Subtitled: “The Dave Brubeck Quartet Plays Cole Porter.” I thought I knew all of Brubeck’s early LP’s, but I just came across this one for the first time. It’s available on CD only as a Japanese import.

COUNT YORGA, VAMPIRE. American International Pictures, 1970. Alternative title: The Loves of Count Iorga, Vampire. Robert Quarry (Count Yorga), Roger Perry, Michael Murphy, Michael Macready, Donna Anders, Judy Lang. Narrator: George Macready. Screenwriter-Director: Bob Kelljan.

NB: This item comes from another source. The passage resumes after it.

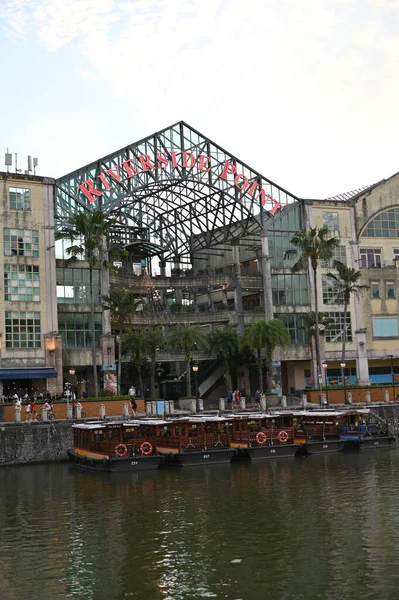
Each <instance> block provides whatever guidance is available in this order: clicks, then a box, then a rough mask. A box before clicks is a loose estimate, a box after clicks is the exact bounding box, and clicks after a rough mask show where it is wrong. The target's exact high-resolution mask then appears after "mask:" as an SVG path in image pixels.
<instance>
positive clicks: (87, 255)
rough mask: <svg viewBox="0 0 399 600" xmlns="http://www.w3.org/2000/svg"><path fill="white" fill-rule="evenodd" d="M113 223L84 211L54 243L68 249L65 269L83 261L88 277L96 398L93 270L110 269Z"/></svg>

   We first meet Count Yorga as he is conducting a seance attended by six couples in modern day (1970s) Los Angeles, as they try to contact the deceased mother of one of the young women in the party. Several of those attending do think it is a party, making jokes and general fun of the proceedings. They shouldn’t have.

   After the seance, one of the couples takes the Count, a recent arrival from Bulgaria, home to what looks like a veritable castle somewhere in the Hollywood Hills. They have trouble leaving and have to stay the night stranded on the castle grounds in their Volkswagen bus, unknowingly allowing a strange visitor enter while they are sleeping.

   Matters progress very well from these, at least from Count Yorga’s perspective. The others investigate, even to the extent of calling in a doctor who is an expert in blood disorders. It slowly dawns on them who (or what) they are dealing with. A direct confrontation is in order, and and from the viewer’s perspective, it proves most amusing as well as chilling.

   And this is the effect of the entire movie, which when it started out was intended to be a soft-core pornography film, a few hints of which still remain. This may be one of the first vampire films to take place in a modern day setting, and in spite of its low budget, it manages to take good advantage of that fact very well. The ending, by the way, is one well worth waiting for.